Anfangen hat das … ja, wo eigentlich?
-Als ich vor irgendwas über dreißig Jahren diesen Zehnjährigen sah, wie er aus der Straßenbahn heraus die Passanten mit Kirschkernen bespuckte? Ein ziemlich deutsches Kind in der deutschen Provinz (ok., es gab eine Straßenbahn), das ganz sicher noch nie einen Flüchtling gesehen hatte. Wie kam das auf solche Ideen? Und wie kam das, dass alle in der Bahn (und die war voll) sich quasi heimlich tuschelnd aufregten, aber keiner etwas sagte? Inklusive Straßenbahnfahrer, an dessen Stelle ich das Kerlchen rausgeschmissen hätte.
-Als ich vor ein paar Jahren eine junge Friseurin bei ihrer Geschäftseröfnnung sah, wie sie ihrem im (eigens für ihn hin gestellten) Sessel sitzenden Großvater die Hände küsste. Einen kurzen Moment lang dachte ich, dass ich jetzt aufs Händeküssen keinen großen Wert legen, mich aber über etwas Respekt von jüngeren Menschen, insbesondere aus dem Ausland, freuen würde. Diesen Gedanken hätte ich nicht gehabt, wäre mir nicht schon so manch respektloser Umgang untergekommen. (Und dabei rede ich nicht von jenem Südsüdeuropäer, der mir vor Jahren im Büro angekündigt hat, er würde mich aus dem Fenster schmeißen, das der sommerlichen Temperaturen wegen einladend offen stand.)

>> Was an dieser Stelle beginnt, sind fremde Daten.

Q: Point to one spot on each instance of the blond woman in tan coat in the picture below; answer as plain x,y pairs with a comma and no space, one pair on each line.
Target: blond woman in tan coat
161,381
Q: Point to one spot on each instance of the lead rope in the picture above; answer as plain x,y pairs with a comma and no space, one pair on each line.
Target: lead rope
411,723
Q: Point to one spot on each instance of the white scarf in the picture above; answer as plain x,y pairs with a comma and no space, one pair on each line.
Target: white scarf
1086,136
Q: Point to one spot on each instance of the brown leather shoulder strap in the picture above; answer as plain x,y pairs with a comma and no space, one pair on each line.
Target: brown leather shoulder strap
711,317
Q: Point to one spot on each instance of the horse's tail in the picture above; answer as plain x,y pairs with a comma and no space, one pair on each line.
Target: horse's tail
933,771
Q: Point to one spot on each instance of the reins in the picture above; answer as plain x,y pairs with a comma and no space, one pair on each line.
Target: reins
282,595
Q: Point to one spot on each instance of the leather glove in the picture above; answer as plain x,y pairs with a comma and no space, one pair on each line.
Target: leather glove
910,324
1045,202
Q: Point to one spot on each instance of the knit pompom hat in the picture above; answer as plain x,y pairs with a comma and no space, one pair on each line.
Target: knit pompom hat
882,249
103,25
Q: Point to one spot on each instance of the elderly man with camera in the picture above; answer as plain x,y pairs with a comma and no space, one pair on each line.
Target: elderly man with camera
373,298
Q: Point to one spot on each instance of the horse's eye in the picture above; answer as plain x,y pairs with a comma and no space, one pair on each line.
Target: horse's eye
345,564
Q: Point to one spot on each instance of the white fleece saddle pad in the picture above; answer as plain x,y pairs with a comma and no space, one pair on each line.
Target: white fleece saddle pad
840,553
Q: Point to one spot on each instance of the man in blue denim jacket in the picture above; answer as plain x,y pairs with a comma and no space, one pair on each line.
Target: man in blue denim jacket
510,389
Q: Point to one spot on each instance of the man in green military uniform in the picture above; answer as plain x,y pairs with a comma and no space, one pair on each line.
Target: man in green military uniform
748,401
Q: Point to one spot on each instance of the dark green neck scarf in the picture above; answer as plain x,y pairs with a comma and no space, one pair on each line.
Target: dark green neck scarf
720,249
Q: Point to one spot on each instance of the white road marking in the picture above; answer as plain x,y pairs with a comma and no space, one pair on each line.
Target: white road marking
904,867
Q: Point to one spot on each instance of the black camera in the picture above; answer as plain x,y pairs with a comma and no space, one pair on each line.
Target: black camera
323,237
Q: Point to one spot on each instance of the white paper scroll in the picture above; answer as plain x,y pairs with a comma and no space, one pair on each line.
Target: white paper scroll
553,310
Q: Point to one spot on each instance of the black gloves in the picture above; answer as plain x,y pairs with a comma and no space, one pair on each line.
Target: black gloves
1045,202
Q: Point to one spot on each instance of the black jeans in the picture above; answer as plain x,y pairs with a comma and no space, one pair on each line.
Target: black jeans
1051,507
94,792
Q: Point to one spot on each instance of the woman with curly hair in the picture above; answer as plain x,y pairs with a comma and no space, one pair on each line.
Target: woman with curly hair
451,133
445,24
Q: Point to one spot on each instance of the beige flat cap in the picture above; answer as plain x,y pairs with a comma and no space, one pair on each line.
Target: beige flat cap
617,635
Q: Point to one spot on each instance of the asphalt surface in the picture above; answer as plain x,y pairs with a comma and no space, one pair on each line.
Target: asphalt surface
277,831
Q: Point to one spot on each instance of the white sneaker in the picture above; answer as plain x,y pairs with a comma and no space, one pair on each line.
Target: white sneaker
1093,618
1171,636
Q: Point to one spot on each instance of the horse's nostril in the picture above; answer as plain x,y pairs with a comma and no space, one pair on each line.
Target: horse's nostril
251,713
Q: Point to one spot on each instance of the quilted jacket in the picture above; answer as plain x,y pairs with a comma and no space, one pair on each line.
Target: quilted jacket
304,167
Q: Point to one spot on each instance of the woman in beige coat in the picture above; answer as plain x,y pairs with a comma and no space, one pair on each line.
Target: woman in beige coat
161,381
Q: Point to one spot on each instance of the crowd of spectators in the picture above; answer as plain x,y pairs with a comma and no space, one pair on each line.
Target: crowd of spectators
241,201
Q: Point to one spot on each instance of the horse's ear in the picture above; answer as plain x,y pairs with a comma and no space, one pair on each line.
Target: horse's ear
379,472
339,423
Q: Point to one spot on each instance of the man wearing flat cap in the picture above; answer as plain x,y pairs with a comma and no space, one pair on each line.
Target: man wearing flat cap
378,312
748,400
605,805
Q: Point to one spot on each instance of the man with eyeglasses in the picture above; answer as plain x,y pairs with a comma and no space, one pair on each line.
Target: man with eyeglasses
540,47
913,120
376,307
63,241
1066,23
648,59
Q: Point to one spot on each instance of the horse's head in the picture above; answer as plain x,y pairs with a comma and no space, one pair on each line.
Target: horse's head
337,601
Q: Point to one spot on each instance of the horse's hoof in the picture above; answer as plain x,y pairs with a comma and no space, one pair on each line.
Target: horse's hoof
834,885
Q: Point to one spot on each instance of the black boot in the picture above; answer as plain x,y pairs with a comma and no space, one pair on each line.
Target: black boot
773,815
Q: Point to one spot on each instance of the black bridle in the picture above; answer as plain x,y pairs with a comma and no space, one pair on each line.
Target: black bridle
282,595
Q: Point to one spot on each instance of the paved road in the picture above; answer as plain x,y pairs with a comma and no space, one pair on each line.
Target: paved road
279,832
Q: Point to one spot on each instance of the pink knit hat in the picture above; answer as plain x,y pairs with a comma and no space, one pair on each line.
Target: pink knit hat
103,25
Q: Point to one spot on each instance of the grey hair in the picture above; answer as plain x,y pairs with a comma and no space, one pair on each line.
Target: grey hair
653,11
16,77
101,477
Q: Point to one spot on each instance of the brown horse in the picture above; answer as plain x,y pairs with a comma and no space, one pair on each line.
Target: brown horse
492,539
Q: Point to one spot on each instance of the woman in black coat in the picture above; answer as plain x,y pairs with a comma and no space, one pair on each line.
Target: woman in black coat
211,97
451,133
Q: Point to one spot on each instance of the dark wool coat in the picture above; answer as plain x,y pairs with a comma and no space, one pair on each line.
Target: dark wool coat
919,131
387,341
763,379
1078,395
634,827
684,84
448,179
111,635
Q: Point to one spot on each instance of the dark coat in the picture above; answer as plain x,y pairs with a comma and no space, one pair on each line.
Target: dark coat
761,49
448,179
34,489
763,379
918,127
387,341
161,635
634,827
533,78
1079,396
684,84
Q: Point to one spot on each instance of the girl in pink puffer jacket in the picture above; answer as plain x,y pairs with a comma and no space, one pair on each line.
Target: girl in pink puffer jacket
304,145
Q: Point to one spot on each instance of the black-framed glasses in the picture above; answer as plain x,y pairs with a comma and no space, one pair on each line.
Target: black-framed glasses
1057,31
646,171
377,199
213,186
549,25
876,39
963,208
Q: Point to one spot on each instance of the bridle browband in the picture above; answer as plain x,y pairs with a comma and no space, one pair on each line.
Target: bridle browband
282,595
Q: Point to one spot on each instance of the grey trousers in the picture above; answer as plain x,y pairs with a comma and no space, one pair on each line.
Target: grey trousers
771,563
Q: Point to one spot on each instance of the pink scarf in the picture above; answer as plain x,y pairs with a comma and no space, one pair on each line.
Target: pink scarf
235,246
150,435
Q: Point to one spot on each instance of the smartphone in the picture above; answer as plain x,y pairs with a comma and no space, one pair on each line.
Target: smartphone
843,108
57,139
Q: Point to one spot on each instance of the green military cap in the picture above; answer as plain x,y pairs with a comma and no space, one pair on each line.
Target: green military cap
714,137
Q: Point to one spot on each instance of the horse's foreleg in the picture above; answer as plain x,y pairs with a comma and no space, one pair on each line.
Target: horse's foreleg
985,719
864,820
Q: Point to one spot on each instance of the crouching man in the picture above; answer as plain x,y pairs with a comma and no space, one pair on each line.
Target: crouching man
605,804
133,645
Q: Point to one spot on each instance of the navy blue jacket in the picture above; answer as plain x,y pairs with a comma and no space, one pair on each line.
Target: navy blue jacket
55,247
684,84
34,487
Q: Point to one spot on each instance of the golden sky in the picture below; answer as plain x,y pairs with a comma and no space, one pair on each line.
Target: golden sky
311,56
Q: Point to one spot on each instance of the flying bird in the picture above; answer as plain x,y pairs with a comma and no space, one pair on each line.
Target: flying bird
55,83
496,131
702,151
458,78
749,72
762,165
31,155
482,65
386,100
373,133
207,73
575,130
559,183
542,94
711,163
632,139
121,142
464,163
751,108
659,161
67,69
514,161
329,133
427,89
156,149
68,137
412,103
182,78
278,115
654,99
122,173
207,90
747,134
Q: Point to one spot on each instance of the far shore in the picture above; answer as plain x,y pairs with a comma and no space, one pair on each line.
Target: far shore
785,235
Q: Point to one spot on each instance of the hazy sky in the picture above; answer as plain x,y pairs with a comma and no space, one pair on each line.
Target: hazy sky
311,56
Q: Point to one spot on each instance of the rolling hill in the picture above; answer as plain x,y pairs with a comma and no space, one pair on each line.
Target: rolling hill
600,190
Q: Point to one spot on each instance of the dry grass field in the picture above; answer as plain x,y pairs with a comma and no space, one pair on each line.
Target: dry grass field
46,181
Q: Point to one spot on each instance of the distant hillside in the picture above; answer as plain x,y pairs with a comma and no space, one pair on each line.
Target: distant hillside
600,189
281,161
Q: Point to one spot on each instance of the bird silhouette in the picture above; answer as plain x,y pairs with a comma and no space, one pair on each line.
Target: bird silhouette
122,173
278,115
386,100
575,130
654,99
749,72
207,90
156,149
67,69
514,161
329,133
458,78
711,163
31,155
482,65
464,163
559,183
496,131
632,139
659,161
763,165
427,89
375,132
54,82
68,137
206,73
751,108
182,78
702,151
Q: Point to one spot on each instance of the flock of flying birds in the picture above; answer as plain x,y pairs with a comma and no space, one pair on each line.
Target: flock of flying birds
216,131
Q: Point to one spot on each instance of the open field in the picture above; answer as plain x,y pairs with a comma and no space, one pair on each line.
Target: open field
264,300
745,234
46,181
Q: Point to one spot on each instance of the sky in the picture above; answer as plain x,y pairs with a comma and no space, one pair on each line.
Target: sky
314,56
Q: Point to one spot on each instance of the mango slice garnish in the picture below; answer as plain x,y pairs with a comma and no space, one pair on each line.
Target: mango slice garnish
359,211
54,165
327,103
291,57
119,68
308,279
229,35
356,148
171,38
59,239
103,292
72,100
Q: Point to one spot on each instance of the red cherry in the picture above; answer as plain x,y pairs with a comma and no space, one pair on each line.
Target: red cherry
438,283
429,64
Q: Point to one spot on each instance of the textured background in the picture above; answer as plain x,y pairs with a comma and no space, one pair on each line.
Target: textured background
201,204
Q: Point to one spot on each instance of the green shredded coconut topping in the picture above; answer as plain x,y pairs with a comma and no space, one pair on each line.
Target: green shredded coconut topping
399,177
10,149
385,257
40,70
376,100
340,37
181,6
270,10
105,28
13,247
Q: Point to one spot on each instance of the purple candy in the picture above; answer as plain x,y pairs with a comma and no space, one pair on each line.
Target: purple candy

– Als ich erst gestern Abend ein paar Jugendlichen unter meinem Balkon mit ihrem Ghettoblaster klar machte, dass hier Leute wohnen. Und – man höre und staune – erleben durfte, dass sie erschraken, sich entschuldigten und weiterzogen. Sie dachten, dass sei eine abends unbelebte Geschäftsstraße. Kann passieren. Was DARAN so erstaunlich ist? Hm, ich rechne mit solchen Reaktionen seit ein paar Jahren schon nicht mehr. Das grenzte ja an Wohlerzogenheit, die ich im Grunde schwer vermisse.
Man ahnt, dass zwischen diesen Jahren und Jahrzehnten sehr viel mehr liegt als nur diese drei Sachen.
Ich erinnere mich, wie meine Schwester, ihres Zeichens Grundschullehrerin mir vor ein paar Jahren erleichtert kund tat, dass sie „zum Glück!“ aus der ganzen Sache raus sei. Sie hatte ihre „kleinen Süßen“ immer geliebt und die fröhlichen Begebenheiten stets voller Zuneigung zum Besten gegeben.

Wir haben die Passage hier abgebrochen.